I just busted my ass on the ice in front of my entire AA meeting. As if being there wasn't embarrassing enough.
so I finished the entire bottle...next thing I know, it's 8 am and I wake up on the fucking beach in the low tide with a family standing about 30 feet from me just staring.
I heard that if you win you get to have sex with me. You guys really need to stop wagering my vagina.

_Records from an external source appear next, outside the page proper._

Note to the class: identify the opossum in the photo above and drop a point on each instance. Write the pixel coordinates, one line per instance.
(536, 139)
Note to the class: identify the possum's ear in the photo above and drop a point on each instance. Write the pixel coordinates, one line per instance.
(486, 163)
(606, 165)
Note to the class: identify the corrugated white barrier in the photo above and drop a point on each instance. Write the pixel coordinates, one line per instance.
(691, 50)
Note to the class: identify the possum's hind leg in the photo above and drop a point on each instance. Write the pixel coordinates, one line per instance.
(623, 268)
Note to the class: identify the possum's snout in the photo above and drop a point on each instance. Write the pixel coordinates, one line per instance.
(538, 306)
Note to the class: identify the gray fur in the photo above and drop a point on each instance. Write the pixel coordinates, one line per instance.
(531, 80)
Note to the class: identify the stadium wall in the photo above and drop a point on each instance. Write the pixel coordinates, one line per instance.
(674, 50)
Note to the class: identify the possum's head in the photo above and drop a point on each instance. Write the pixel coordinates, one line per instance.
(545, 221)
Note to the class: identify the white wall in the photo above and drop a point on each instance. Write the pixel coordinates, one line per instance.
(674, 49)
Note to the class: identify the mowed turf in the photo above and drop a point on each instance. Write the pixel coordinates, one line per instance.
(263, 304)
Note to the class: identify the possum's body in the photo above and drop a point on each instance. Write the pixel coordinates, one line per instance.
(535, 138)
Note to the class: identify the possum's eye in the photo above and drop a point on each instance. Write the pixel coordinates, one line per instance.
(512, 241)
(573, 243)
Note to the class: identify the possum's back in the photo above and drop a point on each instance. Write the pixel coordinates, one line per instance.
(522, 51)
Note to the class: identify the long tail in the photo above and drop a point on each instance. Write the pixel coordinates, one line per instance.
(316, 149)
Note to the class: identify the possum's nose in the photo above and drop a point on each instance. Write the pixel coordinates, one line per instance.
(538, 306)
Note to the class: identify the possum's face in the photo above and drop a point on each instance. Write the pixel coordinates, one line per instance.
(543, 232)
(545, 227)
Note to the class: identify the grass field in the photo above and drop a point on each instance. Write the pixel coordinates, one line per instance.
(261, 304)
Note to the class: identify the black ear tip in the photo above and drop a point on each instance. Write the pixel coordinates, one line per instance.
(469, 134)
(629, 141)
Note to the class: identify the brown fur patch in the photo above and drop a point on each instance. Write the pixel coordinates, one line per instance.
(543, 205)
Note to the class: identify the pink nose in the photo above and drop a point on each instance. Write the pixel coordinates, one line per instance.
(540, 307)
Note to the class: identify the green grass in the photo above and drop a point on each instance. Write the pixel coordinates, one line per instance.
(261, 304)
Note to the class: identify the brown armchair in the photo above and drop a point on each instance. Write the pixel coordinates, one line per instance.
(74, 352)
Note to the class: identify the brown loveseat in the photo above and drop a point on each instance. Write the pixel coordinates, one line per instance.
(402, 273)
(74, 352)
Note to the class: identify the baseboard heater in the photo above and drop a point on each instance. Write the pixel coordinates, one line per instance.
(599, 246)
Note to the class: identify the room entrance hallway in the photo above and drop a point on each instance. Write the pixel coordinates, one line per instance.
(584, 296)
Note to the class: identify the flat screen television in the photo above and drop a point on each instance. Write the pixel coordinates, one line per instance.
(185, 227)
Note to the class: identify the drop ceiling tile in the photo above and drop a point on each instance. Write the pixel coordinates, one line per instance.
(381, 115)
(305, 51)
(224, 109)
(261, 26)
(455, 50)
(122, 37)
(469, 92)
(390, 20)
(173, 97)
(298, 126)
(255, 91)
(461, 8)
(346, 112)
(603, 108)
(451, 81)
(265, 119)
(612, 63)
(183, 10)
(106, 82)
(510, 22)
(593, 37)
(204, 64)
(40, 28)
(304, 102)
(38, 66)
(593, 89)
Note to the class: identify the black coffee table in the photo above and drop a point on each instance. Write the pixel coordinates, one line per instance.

she actually told me to ignore the cokeheads in the corner with knives.
Do you need a place to sleep? Cause I fucked in the guestroom a few weeks ago and never washed the sheets. But if you don't care neither do I.
gpnpr hd vmdd nm the ggrl whm was mn my lar
I need you to use more vowels.
I forgot to tell you about my 7:30am Sunday morning run to the local convenience store to buy condoms, a du-rag and a shot glass
my favorite homeless guy just told me I drive like Batman, achievement unlocked
also, made a drinking game out of my birthday photos....drink everytime alcohol is in a photo. going through all 350 of them.
If your mother gets up on the bar again, I will. The bouncer already had a talk with her earlier.
Hey, you remember years ago when you told me you would give me a kidney?
you gave a quesadilla a blow job with sour cream at Denny's.
Please come collect your inebriated significant other. He just sleep-farted and scared my cats. Please hurry.
Just paid for my STD meds using a giftcard I got for Christmas. Thanks mom.
I have 3 bottles of vodka in my room telling me not to go to work tomorrow.